Sergey Tsimfer
Mar 2 · 9 min read

For several years, Oil & Gas industry, just like many others, is trying its hardest to implement machine learning into its workflows. If done right, deep learning can enhance accuracy and simultaneously speed up the entire pipeline of oil production, from the very early stages of exploration to drilling.

But, needless to say, researchers must carefully inspect hundreds of architectures and training approaches before the deployment of neural networks into the daily work of seismic specialists. This calls for quick model prototyping, which in turn needs the ability to rapidly generate data.

Unfortunately, core formats for storing volumetric seismic information were not built with speed in mind: the most common, SEG-Y, was developed almost 30 years ago and its design had totally different concerns, like memory footprint and ease of sequential processing. Furthermore, labels of various types (horizons, faults, facies, etc) can come from several software packages, each of which stores them in a completely different way: point cloud, regular grid, interpolation nodes, etc.

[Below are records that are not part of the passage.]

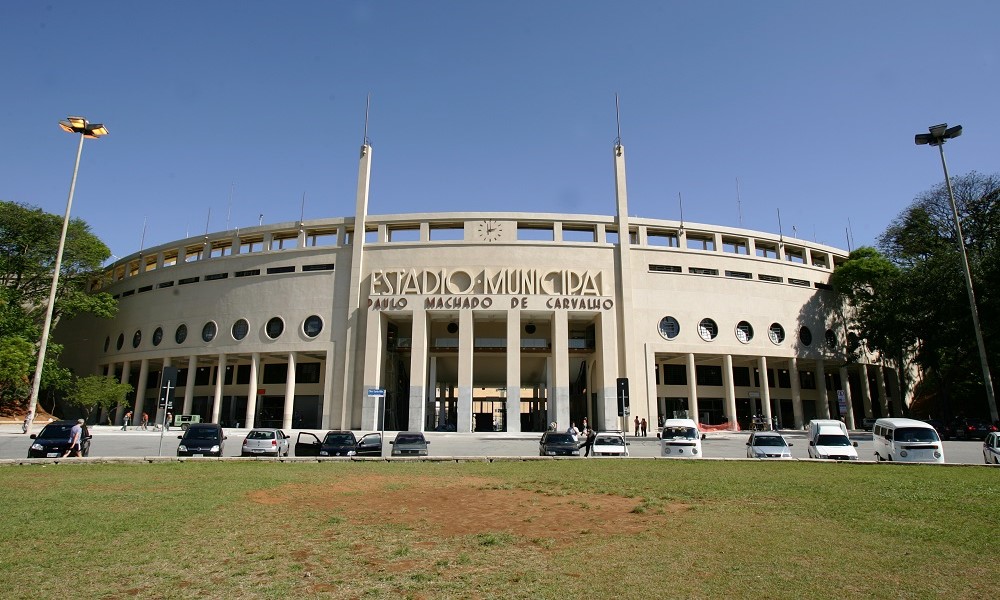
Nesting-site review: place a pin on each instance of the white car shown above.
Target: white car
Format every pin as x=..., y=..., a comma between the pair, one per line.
x=610, y=443
x=768, y=444
x=991, y=448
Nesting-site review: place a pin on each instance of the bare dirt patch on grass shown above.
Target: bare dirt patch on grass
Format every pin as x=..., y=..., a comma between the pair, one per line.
x=450, y=507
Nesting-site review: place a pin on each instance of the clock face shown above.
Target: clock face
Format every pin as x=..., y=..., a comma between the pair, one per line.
x=489, y=230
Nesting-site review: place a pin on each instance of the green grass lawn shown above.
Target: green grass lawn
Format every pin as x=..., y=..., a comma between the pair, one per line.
x=537, y=529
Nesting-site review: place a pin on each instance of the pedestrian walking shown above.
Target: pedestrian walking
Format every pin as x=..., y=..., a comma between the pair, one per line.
x=75, y=433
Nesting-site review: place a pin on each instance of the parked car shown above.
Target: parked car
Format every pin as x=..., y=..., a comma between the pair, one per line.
x=971, y=429
x=338, y=443
x=53, y=440
x=768, y=444
x=202, y=439
x=554, y=443
x=991, y=448
x=610, y=443
x=680, y=438
x=265, y=442
x=409, y=443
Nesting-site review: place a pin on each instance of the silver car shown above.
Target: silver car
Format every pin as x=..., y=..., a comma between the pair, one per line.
x=265, y=442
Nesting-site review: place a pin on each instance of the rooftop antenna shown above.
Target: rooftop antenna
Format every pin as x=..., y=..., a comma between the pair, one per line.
x=739, y=204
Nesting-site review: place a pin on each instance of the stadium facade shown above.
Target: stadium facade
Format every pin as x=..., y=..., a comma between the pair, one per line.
x=482, y=321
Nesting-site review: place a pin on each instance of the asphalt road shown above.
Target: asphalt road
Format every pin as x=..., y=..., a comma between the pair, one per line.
x=113, y=442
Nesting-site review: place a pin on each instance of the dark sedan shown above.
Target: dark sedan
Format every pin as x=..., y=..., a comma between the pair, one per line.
x=338, y=443
x=53, y=440
x=558, y=444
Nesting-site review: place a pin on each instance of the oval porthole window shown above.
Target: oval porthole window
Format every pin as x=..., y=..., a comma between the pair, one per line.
x=669, y=328
x=744, y=332
x=274, y=327
x=707, y=329
x=776, y=333
x=240, y=329
x=312, y=325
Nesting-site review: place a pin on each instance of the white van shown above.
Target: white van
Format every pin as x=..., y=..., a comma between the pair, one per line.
x=828, y=440
x=906, y=440
x=680, y=438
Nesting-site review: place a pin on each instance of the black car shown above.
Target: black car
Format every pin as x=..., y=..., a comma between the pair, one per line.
x=338, y=443
x=202, y=439
x=558, y=444
x=53, y=440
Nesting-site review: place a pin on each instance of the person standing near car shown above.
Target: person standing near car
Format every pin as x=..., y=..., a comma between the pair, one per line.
x=75, y=433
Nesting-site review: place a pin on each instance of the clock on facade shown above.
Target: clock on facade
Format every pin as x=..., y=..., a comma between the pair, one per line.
x=489, y=230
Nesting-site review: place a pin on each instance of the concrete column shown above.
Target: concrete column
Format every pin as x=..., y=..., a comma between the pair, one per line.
x=730, y=391
x=189, y=385
x=140, y=392
x=559, y=392
x=220, y=382
x=289, y=407
x=466, y=332
x=866, y=390
x=692, y=374
x=793, y=376
x=251, y=389
x=607, y=417
x=418, y=371
x=513, y=403
x=824, y=398
x=846, y=382
x=882, y=395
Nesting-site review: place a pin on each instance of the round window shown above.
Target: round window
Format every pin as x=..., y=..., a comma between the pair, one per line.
x=274, y=327
x=669, y=328
x=707, y=329
x=312, y=326
x=744, y=332
x=240, y=329
x=776, y=333
x=208, y=331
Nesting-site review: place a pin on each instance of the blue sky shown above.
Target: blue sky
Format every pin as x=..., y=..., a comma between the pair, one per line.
x=493, y=106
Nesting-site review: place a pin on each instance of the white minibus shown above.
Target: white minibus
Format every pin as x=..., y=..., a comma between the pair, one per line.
x=906, y=440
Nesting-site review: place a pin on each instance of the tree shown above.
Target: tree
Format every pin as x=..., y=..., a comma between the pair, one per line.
x=96, y=392
x=29, y=238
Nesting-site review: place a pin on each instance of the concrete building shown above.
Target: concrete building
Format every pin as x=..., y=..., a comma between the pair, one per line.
x=481, y=321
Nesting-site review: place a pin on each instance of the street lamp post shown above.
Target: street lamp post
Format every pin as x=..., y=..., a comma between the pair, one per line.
x=86, y=130
x=937, y=136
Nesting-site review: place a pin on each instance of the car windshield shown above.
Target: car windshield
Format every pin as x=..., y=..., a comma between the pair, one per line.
x=409, y=439
x=915, y=434
x=670, y=433
x=55, y=432
x=339, y=439
x=769, y=440
x=202, y=433
x=833, y=440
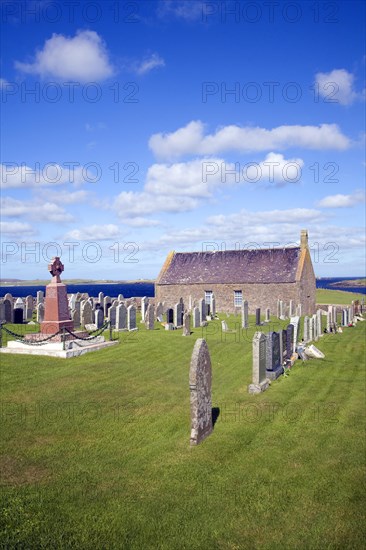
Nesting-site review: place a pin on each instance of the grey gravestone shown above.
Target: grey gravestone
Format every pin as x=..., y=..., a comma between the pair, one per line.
x=289, y=340
x=121, y=317
x=75, y=316
x=112, y=315
x=202, y=308
x=86, y=313
x=213, y=305
x=150, y=317
x=99, y=318
x=28, y=307
x=144, y=304
x=244, y=315
x=258, y=316
x=170, y=316
x=8, y=311
x=200, y=382
x=196, y=318
x=187, y=324
x=259, y=379
x=274, y=362
x=40, y=312
x=131, y=317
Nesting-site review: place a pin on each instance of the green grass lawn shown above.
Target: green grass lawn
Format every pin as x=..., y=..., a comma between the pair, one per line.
x=95, y=449
x=324, y=296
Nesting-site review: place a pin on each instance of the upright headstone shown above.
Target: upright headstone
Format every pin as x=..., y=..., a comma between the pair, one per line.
x=196, y=318
x=258, y=316
x=86, y=313
x=144, y=304
x=259, y=379
x=40, y=312
x=131, y=317
x=121, y=317
x=289, y=340
x=200, y=381
x=245, y=314
x=273, y=360
x=187, y=324
x=112, y=315
x=98, y=318
x=28, y=307
x=150, y=317
x=213, y=305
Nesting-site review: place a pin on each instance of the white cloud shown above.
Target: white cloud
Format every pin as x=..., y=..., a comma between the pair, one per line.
x=191, y=139
x=342, y=201
x=16, y=229
x=15, y=175
x=149, y=63
x=337, y=86
x=36, y=210
x=81, y=58
x=182, y=9
x=94, y=233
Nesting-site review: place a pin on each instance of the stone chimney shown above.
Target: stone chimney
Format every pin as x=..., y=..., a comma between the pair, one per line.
x=304, y=239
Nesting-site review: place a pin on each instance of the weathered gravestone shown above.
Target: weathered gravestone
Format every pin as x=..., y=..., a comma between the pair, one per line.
x=121, y=317
x=187, y=324
x=8, y=310
x=258, y=316
x=274, y=363
x=259, y=379
x=244, y=315
x=196, y=318
x=99, y=318
x=170, y=316
x=150, y=317
x=131, y=318
x=200, y=381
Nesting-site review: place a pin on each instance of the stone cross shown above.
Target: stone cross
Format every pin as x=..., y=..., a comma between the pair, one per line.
x=200, y=381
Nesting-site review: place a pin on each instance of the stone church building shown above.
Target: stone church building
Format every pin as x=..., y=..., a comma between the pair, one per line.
x=259, y=276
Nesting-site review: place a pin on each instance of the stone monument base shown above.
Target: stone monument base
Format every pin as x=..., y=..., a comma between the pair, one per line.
x=258, y=388
x=274, y=374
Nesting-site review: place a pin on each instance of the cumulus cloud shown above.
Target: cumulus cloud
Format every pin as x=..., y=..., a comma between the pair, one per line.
x=16, y=229
x=82, y=58
x=337, y=86
x=192, y=140
x=342, y=201
x=15, y=175
x=39, y=211
x=148, y=64
x=94, y=233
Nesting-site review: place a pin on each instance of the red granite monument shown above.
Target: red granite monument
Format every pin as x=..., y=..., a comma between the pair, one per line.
x=56, y=314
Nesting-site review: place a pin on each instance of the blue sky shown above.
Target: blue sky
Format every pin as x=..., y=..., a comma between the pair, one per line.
x=130, y=129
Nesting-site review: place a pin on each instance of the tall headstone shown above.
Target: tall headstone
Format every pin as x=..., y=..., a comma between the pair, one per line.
x=56, y=314
x=244, y=315
x=258, y=316
x=144, y=304
x=259, y=379
x=121, y=317
x=200, y=382
x=98, y=318
x=150, y=317
x=196, y=317
x=131, y=317
x=187, y=324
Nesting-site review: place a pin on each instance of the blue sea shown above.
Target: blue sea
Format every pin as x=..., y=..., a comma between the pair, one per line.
x=130, y=290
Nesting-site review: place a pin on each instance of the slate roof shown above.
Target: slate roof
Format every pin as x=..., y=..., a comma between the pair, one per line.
x=233, y=266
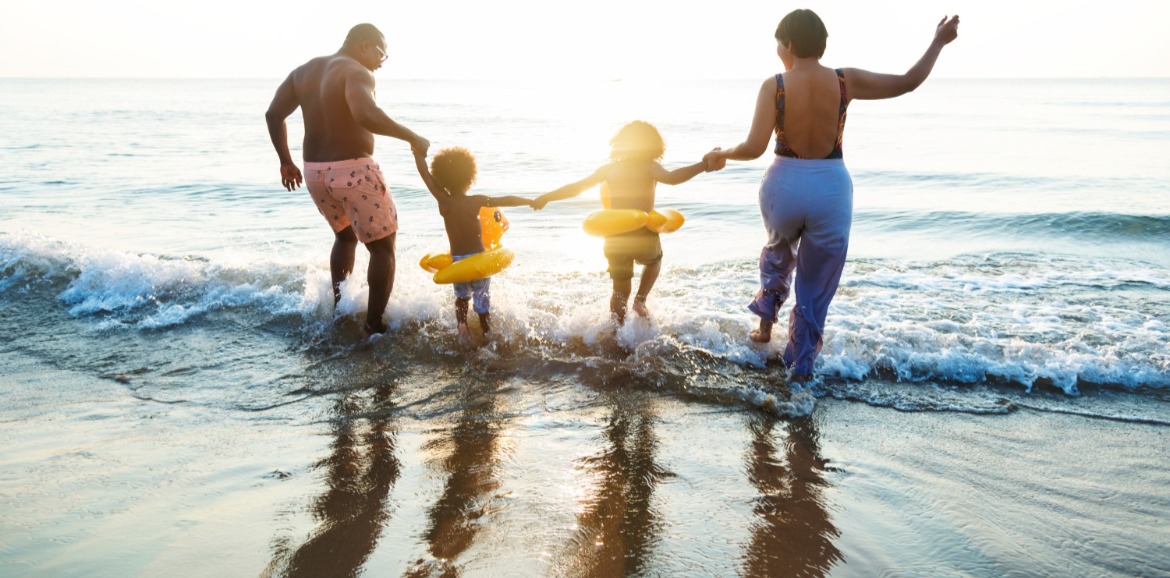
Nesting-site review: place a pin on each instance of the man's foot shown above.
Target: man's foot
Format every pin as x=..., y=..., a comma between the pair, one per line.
x=799, y=378
x=640, y=307
x=370, y=330
x=763, y=334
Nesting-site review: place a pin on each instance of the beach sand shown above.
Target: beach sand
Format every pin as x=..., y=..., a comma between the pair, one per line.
x=400, y=472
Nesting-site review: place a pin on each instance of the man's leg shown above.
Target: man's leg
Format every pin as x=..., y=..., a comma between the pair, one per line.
x=341, y=260
x=380, y=277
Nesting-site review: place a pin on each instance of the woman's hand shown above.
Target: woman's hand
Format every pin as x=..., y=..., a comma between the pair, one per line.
x=714, y=160
x=947, y=29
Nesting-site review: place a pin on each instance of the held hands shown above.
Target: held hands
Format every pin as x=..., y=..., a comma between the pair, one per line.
x=714, y=160
x=419, y=146
x=947, y=31
x=290, y=176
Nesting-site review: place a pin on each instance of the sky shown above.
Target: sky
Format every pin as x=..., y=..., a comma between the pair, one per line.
x=597, y=39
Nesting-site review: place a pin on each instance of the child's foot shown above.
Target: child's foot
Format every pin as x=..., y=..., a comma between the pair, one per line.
x=370, y=330
x=640, y=307
x=763, y=334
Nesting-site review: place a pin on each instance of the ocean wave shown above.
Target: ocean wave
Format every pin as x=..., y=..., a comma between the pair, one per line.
x=1005, y=320
x=1081, y=226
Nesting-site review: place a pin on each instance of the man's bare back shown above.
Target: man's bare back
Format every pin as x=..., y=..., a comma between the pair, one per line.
x=336, y=96
x=331, y=132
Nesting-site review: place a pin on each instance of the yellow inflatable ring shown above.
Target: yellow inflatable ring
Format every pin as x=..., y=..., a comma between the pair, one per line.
x=479, y=266
x=616, y=221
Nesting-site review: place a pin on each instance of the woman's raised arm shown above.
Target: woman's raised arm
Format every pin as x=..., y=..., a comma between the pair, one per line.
x=866, y=85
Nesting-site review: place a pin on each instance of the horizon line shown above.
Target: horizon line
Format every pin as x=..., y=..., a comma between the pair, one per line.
x=569, y=78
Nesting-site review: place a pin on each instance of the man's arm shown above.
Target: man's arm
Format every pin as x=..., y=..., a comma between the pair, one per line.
x=438, y=192
x=507, y=201
x=570, y=191
x=679, y=176
x=359, y=97
x=283, y=104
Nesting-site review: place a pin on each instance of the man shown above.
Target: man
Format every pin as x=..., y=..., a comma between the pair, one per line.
x=336, y=96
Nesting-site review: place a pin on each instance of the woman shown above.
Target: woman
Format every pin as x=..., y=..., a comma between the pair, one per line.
x=806, y=195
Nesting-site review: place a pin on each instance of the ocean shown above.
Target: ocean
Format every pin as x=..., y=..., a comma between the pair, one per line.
x=1009, y=254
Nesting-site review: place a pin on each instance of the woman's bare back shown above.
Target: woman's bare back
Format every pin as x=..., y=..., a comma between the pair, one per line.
x=812, y=101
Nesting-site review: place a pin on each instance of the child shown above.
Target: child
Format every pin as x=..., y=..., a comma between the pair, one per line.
x=451, y=176
x=631, y=177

Working with all of these data types, and, more importantly, making it quick, requires a lot of code with a well-thought structure. This is exactly what seismiQB is: an open-sourced Python framework, capable of interacting with a good deal of seismic data storages by highly optimized load procedures. It also gives an interface for making and deploying machine learning models by relying on our other library BatchFlow: you can learn more about its features in a separate publication.

In this article, we will go through all the steps, that must be implemented to train and deploy ML in a typical geology workflow:

  • loading data from seismic cubes
  • creating targets (i.e. segmentation masks) from multiple types of labels
  • evaluating the quality of labels
  • configuring and training neural networks
  • assembling individual patches with predictions

For each of those stages, we provide a short explanation, a code snippet, and a quick peek into the inner workings of our library together with the motivation behind design choices.

Check out the Seismic Horizon Detection with Neural Networks article: it contains a brief introduction into the field exploration pipeline, as well as an example of model implementation into one of the world’s largest petroleum company.

Let’s dive right in!

Load seismic data

The easiest way to solve this problem is to convert seismic cubes into actual (physical) 3D arrays: for example, the usual scientific HDF5 format matches our needs perfectly. By transforming the data once, we are able to decrease load times by a factor of ~30!

To perform the conversion, we need to pass through the entire cube. It is a good idea to collect trace-wise statistics at the same time: means, standard deviations, etc. They can help greatly to normalize our data to the desired range later.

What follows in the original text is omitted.